Chocolate is something that no one can resist be it a kid or adult. Eating about an ounce and a half of dark chocolate a day for two weeks seemingly has significant effects. Experts reveal hypertension a known risk factor for cardiovascular disease may be treated by dark chocolate and flavanol-rich cocoa products.
Previous analysis revealed that blood pressure may be lowered by consuming cocoa-rich foods. However several studies shared conflicting results. The new study sums up current evidence about the effect of flavanol-rich cocoa products on blood pressure among hypertensive and normotensive individuals.
Scientists accumulated information from Medline, Cochrane and international trial registries between 1955 and 2009 for randomized controlled trials. This was done to evaluate the effect of cocoa as food or drink as compared with placebo on systolic and diastolic blood pressure for a period of 2 weeks. Meta-regression analysis highlighted the link between type of treatment, dosage, duration or baseline blood pressure and blood pressure outcome. The statistical importance was marked at P less than 0.05.

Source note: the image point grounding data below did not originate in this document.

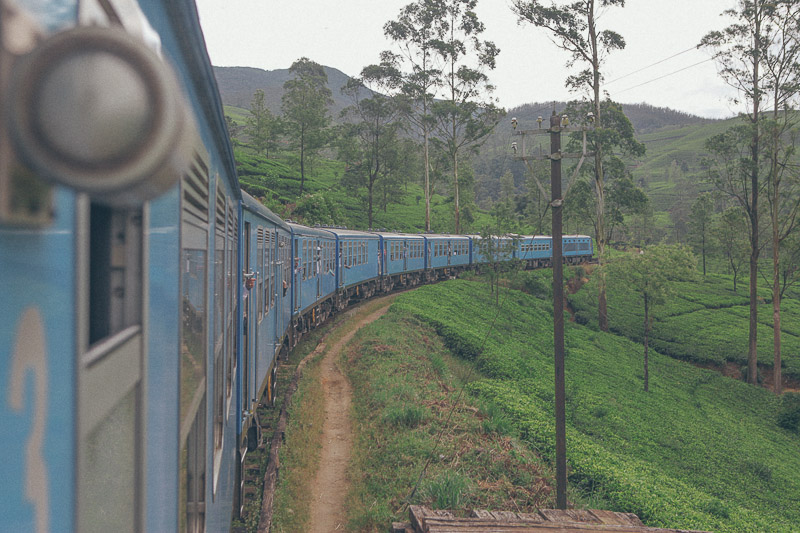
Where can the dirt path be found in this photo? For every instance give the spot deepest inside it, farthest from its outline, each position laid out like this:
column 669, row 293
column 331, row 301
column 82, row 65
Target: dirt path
column 330, row 485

The inclusion criteria was met by 15 trial arms of 13 evaluated analyses. Important blood pressure lowering effect of cocoa-chocolate compared with control was revealed by collective meta-analysis of all trials. Subgroup meta-analysis was important only for the hypertensive or prehypertensive subgroups whereas among normotensive subgroups, BP did not lower significantly.
Among the participants nine of them used chocolate containing 50% to 70% cocoa when compared with white chocolate or other cocoa-free controls. Six trials compared high with low flavanol cocoa products. Among active treatment groups daily flavanol doses ranged from 30-1000 mg and among interventions it ran from 2-18 weeks. Meta-regression analysis highlights design and type of control to be essential but indirect predictors for blood pressure.
Experts concluded by saying that dark chocolate is better than placebo to reduce systolic hypertension or diastolic prehypertension. They also share that flavanol-rich chocolate did not considerably lower mean blood pressure below 140 mmHg systolic or 80 mmHg diastolic.